EDITOR’S NOTE: The following text was abridged from an editorial first published on RealClearPolitics.com.
Today’s protestors — with great vigor but little historical sense — seem eager to look for scapegoats. They want to cast all blame for the atrocities committed against American Indians at the feet of Christopher Columbus. Such efforts only serve to whitewash and revise the true history of the Americas.
We need to remember our history, the good and the bad, so that we are not set up to repeat history’s mistakes. We need to take an honest look at all our forefathers. We need to give them the credit they deserve for what they did well, while being mindful of the things that they should have done differently or better.
What we lose in the rush to scapegoat Columbus is perspective on how America came to the present moment in its troubled relations with Native Americans. Spain outlawed almost all enslavement of Indigenous people by 1500. Yet, 200 years later, enslavement of American Indians thrived in British Connecticut. In 1850, Peter Hardeman Burnett, the Gold Rush governor of California, summed up the Anglo-American perspective when he said, “It is inevitable that the Indian must go.” By contrast, Columbus and the Spanish sought coexistence, however complicated that sometimes became.
Columbus Day is a day for us to remember that bold and courageous voyage in 1492 that led to the first sustained contact between two very different worlds. It is a day to remember the many good things that have come out of that contact, such as the founding of the United States, the first lasting democratic republic.
It is also a day to remember our failings as a country, such as the Trail of Tears and the forced removal and re-education of native children in the 20th century — episodes that occurred centuries after Columbus and that the explorer neither caused nor condoned.
Each day, I see the continued hardships facing the first people of the Americas.

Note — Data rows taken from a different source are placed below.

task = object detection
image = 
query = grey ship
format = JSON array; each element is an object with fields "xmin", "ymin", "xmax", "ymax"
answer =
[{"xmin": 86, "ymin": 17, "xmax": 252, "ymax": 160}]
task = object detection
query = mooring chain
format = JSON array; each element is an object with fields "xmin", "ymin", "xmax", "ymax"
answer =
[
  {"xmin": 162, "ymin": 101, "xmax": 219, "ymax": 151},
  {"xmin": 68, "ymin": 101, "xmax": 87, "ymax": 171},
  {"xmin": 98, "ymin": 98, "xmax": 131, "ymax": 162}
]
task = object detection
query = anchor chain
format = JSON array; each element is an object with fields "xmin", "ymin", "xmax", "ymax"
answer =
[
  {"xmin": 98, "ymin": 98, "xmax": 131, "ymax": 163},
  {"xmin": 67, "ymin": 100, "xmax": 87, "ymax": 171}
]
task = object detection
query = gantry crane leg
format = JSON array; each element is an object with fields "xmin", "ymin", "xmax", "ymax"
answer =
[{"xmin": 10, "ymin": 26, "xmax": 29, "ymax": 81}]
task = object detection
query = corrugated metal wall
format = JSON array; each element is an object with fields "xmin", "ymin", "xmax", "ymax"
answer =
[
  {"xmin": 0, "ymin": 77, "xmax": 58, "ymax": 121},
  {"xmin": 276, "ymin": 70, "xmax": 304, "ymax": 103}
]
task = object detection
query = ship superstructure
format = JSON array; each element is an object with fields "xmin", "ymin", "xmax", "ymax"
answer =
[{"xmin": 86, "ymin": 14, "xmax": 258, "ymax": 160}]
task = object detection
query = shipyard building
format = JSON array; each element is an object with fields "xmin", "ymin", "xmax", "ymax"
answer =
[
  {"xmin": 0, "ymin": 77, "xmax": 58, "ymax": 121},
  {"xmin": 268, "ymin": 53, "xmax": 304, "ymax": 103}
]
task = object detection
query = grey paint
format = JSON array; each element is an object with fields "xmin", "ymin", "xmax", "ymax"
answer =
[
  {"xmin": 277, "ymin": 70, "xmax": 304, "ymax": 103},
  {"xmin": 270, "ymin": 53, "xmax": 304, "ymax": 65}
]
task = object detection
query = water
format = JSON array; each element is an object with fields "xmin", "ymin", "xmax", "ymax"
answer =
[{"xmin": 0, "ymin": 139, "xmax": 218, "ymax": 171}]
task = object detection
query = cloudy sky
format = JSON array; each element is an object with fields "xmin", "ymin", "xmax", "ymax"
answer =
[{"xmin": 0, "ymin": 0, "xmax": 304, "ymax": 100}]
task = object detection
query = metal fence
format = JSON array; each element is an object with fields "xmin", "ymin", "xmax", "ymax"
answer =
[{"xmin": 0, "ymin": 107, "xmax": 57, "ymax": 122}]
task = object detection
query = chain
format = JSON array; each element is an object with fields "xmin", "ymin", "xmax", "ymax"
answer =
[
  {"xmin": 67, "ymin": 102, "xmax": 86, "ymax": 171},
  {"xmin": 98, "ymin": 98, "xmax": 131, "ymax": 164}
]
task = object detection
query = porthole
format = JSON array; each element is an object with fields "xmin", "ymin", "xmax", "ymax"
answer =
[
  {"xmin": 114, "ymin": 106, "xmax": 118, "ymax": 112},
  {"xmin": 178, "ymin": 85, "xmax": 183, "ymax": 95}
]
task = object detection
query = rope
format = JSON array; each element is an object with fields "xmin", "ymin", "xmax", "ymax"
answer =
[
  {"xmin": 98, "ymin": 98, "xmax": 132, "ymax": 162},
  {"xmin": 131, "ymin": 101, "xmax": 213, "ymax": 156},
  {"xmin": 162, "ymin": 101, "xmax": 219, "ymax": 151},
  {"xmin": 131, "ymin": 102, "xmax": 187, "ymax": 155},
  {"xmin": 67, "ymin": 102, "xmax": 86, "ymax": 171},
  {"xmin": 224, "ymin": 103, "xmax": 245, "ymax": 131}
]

I see the poverty, the lack of quality education options, and the constant interference in Native American tribes’ right to selfdetermination.
Instead of vandalizing statues or spreading misleading history, I would call on all Americans to follow the example of groups like the Knights of Columbus, and reach out to these communities or to those on the peripheries in your own neighborhood. Bring companionship to your lonely elderly neighbor. Form friendships with those who are suffering.
Rather than dubiously assigning blame to one man, together we can truly help make the United States a better place for all of us, and achieve a harmony and understanding between native and immigrant peoples that has too often eluded us in our history.
PATRICK T. MASON, a member of the Osage Nation and past state deputy of New Mexico, serves on the Knights of Columbus Board of Directors.